Manolo, Téllez, Juan José Iglesias y alguno más acudíamos de vez en cuando a recitales en barriadas y centros culturales recién abiertos (lo mío, con sólo seis o siete poemas en mi producción, ya era echarle valor al asunto). Se nos presentaba como si fuéramos la quintaesencia del arte poético, como si aquellos tres o cuatro chavalitos que hacían versos en lugar de andar ligando en las playas o los institutos vinieran a suponer la reencarnación de Machado o de Lorca. Invariablemente, tras el recital, venía un breve coloquio con viejecillos libertarios o maestros de pueblo con ínfulas de descubridores de talentos.
—¿Y a vosotros se os podría considerar una generación?
No lo decía por la edad, evidentemente, sino con el deseo algo tontorrón de inventarse allí mismo otro 27 (no queríamos para nada otro 36). Nosotros ya sabíamos que no lo éramos, o que no lo íbamos a ser, ni nos importaba. Escribíamos nuestros versos ya que ligábamos más bien poco, y queríamos fortuna, fama y gloria, desde luego, pero tampoco nos quitaba el sueño no pasar a la posteridad con una aureola de plata en el retrato de viejos carcamales, con bigotes y cicatrices de boli en los libros de texto de Anaya.
Manolo Ruiz Torres, calladito y meditabundo, fue quien contestó a una de aquellas preguntas impertinentes que nos refregaban por la cara, antes de tiempo, que siempre ibamos a ser unos fracasados sin remedio.

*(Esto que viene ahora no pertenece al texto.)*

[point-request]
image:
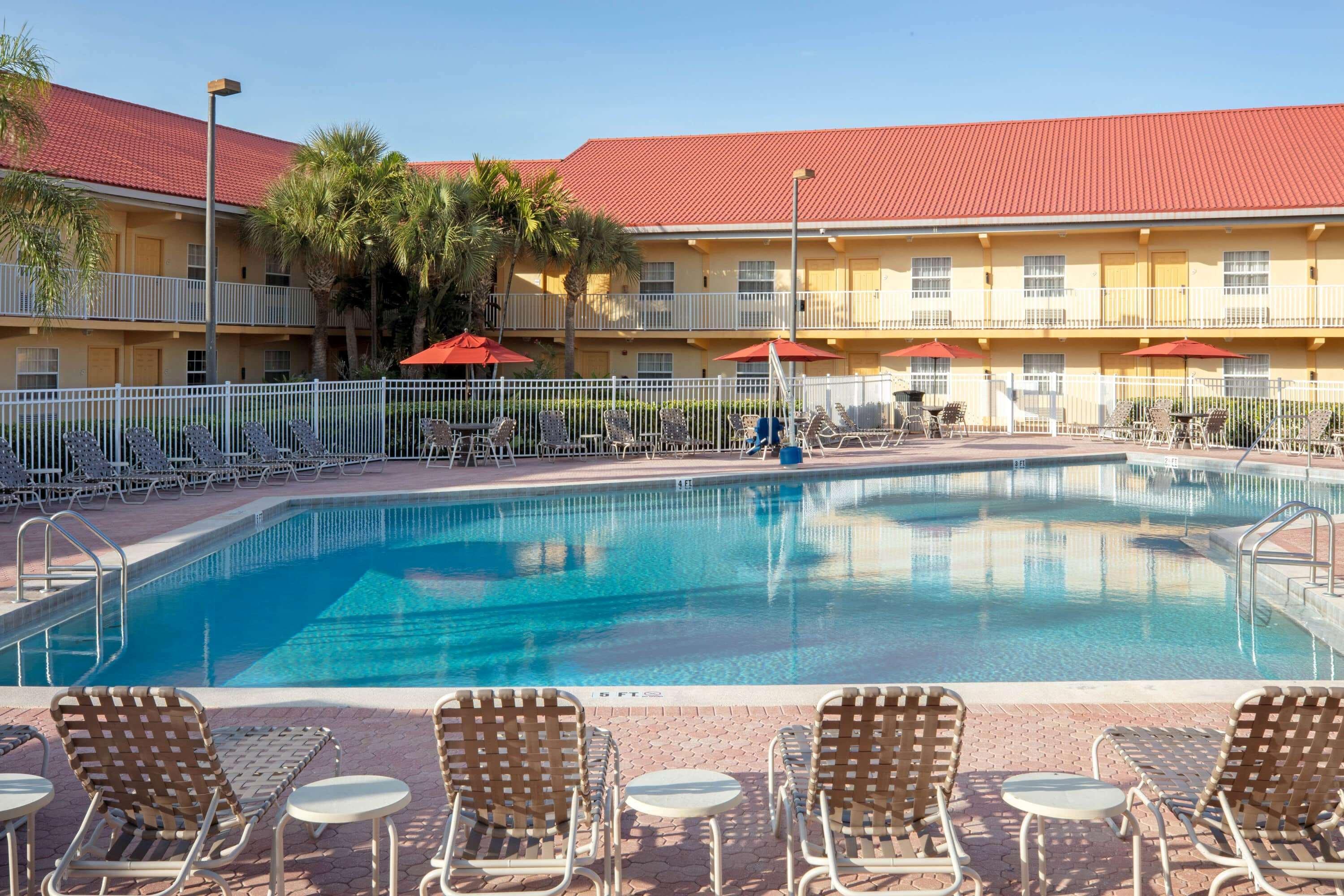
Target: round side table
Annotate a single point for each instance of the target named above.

—Claro. La generación del choco frito.
Así nos dio por presentarnos durante algún tiempo, en recuerdo de aquella contestación airosa y de los papelones de pescao frito que nos comíamos tras los recitales o después de ir de paseo con la panda. Era un nombre que nos gustaba mucho, muy definitorio, muy a contraviento, pero ni por esas pasó a la historia.